Ваниэль успела пройти еще три круга в хороводе после того, как пожилой жених ведьмы увлек ее прочь из круга. Ваниэль убедилась в правоте Карины. Мандречены все как один были отвратительно пьяны. Один из них, заметив изящную эльфку, с разбега бросился в круг и грубо схватил ее за руку. Холодные иголочки закололи в висках Ваниэль. Но эльфка сдержала бешенство. Ваниэль опасалась нарушить хрупкое, как первый лед, перемирие, и не хотела превращать праздник в бойню. Она хладнокровно решила, что оглушит парня магией в оливковой роще, куда он так резво ее потащил.
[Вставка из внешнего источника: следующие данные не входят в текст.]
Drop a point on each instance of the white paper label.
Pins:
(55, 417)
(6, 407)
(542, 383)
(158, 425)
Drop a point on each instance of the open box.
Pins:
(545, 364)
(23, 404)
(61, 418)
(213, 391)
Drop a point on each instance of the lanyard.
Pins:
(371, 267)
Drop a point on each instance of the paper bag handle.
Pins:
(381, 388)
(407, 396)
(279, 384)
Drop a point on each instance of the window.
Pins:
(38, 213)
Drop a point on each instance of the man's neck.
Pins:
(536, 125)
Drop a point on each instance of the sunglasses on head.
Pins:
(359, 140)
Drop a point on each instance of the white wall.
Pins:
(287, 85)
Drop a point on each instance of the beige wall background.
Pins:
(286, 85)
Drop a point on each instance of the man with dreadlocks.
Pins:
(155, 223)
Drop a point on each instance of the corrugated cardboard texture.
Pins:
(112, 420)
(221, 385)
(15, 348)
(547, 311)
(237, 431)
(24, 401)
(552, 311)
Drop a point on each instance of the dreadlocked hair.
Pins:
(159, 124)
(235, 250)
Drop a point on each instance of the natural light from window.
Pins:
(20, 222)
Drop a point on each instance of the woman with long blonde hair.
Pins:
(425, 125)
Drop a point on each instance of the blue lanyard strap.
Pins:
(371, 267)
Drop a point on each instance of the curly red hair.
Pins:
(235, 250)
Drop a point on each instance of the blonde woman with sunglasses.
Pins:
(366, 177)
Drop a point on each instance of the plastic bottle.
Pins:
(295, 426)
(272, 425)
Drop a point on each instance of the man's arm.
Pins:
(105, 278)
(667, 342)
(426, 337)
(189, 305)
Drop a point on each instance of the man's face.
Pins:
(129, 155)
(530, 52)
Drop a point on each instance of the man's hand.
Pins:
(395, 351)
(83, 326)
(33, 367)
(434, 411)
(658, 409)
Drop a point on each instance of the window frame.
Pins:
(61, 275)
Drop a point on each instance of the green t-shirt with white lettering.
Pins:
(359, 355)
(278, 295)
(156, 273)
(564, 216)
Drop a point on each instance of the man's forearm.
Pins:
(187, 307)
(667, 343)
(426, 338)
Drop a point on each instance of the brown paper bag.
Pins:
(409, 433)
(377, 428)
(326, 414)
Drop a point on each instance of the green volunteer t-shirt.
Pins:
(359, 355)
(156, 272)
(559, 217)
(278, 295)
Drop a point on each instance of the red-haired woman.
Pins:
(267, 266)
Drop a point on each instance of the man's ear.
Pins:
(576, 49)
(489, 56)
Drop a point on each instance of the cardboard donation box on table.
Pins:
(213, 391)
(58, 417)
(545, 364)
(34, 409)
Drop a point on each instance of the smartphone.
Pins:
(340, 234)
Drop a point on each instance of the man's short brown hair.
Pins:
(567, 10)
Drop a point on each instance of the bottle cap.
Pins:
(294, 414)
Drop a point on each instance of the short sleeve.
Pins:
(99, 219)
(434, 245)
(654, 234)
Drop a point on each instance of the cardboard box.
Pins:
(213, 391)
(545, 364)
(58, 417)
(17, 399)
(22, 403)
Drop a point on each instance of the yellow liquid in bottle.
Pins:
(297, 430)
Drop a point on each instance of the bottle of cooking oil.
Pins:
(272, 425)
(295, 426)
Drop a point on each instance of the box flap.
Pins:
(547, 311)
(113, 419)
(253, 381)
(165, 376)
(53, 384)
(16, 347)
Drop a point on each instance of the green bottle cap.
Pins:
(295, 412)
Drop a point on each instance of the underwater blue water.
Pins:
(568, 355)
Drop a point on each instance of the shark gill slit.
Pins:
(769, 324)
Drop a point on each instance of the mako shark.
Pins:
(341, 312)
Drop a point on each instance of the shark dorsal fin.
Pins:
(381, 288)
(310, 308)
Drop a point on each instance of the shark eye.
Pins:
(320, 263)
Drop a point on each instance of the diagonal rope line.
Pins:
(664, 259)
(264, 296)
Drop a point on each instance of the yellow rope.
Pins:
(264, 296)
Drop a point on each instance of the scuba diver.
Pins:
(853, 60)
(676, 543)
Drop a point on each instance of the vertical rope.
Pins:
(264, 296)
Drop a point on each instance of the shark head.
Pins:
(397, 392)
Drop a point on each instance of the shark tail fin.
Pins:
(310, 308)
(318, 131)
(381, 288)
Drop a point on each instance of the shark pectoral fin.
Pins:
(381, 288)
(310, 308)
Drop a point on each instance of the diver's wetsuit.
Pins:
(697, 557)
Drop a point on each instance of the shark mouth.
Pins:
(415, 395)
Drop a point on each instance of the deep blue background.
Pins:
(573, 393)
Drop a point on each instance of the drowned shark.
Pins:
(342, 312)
Пока мужчина нес ее, Ваниэль успела разглядеть, что не молодой парень, а мужчина, хотя назвать его зрелым не поворачивался язык. Скорее, он был уже подгнивший. Рябь от оспин совсем не красила его испитое лицо.
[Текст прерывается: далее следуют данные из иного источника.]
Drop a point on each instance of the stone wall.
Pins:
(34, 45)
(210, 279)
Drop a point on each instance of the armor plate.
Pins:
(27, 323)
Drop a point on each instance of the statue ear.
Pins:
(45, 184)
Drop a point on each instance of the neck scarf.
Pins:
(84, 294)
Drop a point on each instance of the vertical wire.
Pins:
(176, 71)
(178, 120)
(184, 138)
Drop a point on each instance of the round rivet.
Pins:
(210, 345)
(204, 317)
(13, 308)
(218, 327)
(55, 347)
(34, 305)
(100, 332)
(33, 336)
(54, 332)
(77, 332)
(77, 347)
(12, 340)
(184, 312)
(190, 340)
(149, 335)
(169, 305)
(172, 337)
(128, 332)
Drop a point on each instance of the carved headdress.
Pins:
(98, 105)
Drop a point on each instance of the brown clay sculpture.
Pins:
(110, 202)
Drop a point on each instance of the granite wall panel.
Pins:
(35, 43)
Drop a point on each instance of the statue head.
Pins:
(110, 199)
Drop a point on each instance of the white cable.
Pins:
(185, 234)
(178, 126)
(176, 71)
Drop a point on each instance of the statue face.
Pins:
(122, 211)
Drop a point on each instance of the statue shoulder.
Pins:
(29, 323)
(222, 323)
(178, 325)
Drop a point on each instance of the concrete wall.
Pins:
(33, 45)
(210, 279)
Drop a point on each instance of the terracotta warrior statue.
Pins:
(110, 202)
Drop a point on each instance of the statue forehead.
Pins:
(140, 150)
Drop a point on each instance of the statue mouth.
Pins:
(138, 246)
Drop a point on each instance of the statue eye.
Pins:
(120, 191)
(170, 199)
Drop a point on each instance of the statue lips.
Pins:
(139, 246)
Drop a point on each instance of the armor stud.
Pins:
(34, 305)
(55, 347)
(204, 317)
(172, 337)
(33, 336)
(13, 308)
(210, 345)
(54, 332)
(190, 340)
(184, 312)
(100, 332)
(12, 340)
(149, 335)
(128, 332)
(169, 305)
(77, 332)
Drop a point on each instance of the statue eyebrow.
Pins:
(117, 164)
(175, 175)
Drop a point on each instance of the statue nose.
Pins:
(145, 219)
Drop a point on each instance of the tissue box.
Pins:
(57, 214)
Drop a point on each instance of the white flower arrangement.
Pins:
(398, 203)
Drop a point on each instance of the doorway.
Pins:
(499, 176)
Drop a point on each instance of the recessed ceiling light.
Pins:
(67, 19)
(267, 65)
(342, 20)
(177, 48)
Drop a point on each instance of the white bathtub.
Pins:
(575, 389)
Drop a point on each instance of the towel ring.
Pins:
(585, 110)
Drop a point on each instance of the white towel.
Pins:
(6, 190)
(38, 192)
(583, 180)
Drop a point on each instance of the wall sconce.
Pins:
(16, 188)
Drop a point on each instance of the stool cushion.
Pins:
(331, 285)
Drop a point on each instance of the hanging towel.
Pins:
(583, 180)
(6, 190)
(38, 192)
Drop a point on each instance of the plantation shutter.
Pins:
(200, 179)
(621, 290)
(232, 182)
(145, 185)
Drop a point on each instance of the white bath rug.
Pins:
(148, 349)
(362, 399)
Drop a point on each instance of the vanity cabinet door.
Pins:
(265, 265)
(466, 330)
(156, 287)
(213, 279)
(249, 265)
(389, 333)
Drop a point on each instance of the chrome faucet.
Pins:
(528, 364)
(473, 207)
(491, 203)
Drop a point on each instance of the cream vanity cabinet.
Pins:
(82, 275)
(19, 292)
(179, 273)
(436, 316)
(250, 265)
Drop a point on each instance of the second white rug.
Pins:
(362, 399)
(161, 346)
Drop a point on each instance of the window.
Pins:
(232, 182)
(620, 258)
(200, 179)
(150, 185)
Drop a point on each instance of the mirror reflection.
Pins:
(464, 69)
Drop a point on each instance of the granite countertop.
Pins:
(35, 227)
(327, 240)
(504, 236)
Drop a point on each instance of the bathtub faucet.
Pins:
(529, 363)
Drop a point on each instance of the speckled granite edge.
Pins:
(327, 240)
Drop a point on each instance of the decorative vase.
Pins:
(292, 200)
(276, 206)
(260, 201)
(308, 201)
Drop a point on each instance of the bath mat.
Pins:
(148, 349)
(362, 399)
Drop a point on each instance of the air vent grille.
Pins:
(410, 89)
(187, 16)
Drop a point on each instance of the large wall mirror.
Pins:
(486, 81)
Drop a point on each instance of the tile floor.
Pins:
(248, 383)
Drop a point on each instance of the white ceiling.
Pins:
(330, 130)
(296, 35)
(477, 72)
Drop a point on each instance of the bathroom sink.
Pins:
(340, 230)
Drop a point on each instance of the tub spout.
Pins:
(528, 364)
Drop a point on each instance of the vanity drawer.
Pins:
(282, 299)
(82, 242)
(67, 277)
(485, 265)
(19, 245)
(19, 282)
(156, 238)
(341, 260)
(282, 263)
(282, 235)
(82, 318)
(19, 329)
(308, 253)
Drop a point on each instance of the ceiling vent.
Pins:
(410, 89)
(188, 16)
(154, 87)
– Чего ты не отбиваешься? – густо дохнув в лицо эльфки перегаром, спросил рябой. – Ты что, небось и лежать собираешься, как колода? Так мне этого и моей Матреной хватает. Ты давай-ка, шустри! Много про вас, сидхов, всяких гадостей рассказывают, так ты мне все их сейчас покажешь… А то, может, тебя кулаком подбодрить?
Ваниэль решила, что с нее достаточно. Пара уже была достаточно далеко от толпы гуляющих. Эльфка подняла руку, на кончиках тонких пальцев сверкнули голубые искры. Но ударить рябого своей Чи она не успела. Его кто-то так сильно ткнул в спину, что мандречен выронил Ваниэль и прошелся на четвереньках по траве. На лице мужчины отразилось искреннее изумление. Эльфка, извиваясь, отползла аршина на три и вскочила на ноги. Она была готова отделать обоих, и мандречена с замашками садиста, и неожиданного спасителя, но тут увидела, кто пришел ей на помощь.
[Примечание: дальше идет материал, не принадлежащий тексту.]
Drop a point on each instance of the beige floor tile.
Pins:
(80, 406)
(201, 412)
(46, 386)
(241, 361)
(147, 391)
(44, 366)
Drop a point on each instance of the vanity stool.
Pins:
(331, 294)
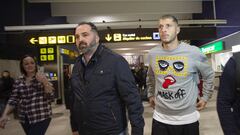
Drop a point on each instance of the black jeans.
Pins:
(159, 128)
(38, 128)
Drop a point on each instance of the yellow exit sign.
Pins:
(52, 40)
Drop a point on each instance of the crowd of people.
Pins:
(105, 93)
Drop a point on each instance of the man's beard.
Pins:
(88, 49)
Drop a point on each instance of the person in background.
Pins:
(32, 94)
(228, 99)
(172, 80)
(5, 88)
(141, 75)
(103, 87)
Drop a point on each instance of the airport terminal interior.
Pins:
(45, 28)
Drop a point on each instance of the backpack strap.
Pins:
(236, 57)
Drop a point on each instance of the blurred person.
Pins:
(32, 95)
(172, 82)
(141, 75)
(228, 99)
(6, 83)
(103, 87)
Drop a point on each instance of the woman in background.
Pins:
(32, 95)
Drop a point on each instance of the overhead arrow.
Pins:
(33, 40)
(108, 37)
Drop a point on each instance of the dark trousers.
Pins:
(38, 128)
(159, 128)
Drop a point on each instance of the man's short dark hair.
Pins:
(170, 17)
(93, 26)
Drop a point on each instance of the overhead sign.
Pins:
(128, 35)
(52, 40)
(211, 48)
(47, 54)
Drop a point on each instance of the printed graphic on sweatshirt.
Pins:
(170, 68)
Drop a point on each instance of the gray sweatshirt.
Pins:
(173, 77)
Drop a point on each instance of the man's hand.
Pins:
(152, 102)
(201, 104)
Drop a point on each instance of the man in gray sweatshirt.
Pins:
(172, 82)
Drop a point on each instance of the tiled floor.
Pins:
(209, 124)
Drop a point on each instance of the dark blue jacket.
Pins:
(228, 100)
(102, 91)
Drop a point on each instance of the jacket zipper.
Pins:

– Она пойдет со мной, – сказал Поджер.
Мужчина, поднявшись на ноги, оказался на голову выше хирурга. К нему сразу вернулась слетевшая при падении уверенность. Он быстро оглядел Поджера, выставил ногу вперед и сжал кулаки.
– Ты что, ее брат, сват? – сказал рябой, презрительно оттопырив губу. Темноволосого и зеленоглазого хирурга действительно можно было принять за родственника эльфки. – Спрятал уши острые…. Ну, да клыков-то у тебя все равно нет. Уматывай, сидх. Сегодня мы трахаем ваших баб!